Libération - Les immensités du Sahara mauritanien, de nouveau accessibles aux touristes étrangers, révèlent les cinq éléments sous un jour inédit.
Après dix années d’interruption dues aux menaces terroristes, les randonneurs peuvent de nouveau arpenter le Sahara mauritanien, depuis le petit aérodrome d’Atar, à cinq heures de vol de Paris. A partir du bourg saharien où roulent des Mercedes hors d’âge, deux heures de route et un check-point suffisent pour s’élever jusqu’à 500 ou 600 mètres d’altitude sur un plateau désertique et rejoindre Chinguetti.

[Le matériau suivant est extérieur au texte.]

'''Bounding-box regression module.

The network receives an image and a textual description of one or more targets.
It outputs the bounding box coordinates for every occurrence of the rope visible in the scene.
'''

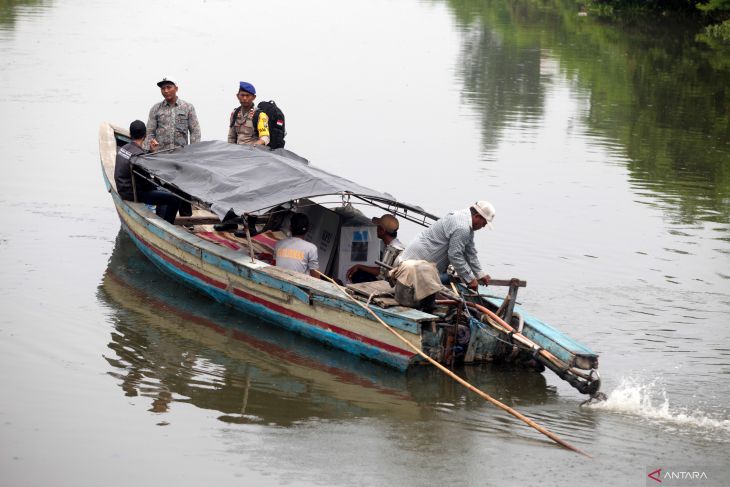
[316,271,593,458]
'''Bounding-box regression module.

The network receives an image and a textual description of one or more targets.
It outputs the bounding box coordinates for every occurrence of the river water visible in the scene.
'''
[0,0,730,486]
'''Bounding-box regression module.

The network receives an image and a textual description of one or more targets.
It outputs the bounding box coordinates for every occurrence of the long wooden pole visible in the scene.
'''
[317,271,593,458]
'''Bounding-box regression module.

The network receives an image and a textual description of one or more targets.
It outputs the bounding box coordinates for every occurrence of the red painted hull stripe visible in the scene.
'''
[122,221,414,357]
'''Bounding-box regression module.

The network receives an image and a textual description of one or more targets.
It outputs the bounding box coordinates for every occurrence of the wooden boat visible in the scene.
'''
[99,123,600,395]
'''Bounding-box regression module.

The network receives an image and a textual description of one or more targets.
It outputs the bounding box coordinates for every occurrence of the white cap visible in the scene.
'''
[474,200,497,229]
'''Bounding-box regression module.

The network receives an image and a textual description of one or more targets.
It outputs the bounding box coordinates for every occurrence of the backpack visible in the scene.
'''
[253,100,286,149]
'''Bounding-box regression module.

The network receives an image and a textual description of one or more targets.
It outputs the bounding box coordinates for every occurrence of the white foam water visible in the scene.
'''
[586,378,730,433]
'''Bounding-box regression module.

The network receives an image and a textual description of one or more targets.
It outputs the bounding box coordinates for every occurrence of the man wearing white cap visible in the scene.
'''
[144,78,200,150]
[401,201,496,290]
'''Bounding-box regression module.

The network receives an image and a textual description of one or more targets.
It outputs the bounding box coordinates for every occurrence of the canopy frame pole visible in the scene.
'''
[241,213,256,263]
[129,165,139,203]
[352,194,438,227]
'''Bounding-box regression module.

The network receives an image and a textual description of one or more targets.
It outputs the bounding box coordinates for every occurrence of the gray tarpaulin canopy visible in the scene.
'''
[134,141,432,219]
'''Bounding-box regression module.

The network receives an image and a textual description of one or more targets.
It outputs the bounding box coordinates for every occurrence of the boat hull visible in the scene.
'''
[112,186,427,370]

La ville endormie et à demi ensablée cache dans ses maisons de terre des manuscrits vieux d’un millénaire entassés sur des étagères poussiéreuses et des étals d’artisanat beaucoup plus nombreux que les huit touristes présents ce jour-là.
Depuis l’oasis, un guide chevronné, un cuisinier, deux chameliers et leurs six bêtes chargées de tapis, de nourriture et de 60 litres d’eau suffisent pour pénétrer durant six jours à l’intérieur de l’erg Ouarane, à la rencontre d’un paysage lunaire et des cinq éléments.
Terre
Les ruelles étroites, les palmiers, le château d’eau de Chinguetti s’évanouissent dans le brouillard de sable. Au sol, un sable dur hérissé de petits cailloux et de fleurs de chardons qui s’incrustent dans les semelles. Peu à peu, des dunes de sable orange, beige ou blanc-bleu s’élèvent doucement. Leur sable fin coule comme un métal en fusion sous les pieds nus des marcheurs. Après quelques heures, ou peut-être quelques jours tant le temps s’étire démesurément à marcher sans fin sur les crêtes d’une mer de dunes, surgissent les angles droits d’un grand monolithe de terre rouge.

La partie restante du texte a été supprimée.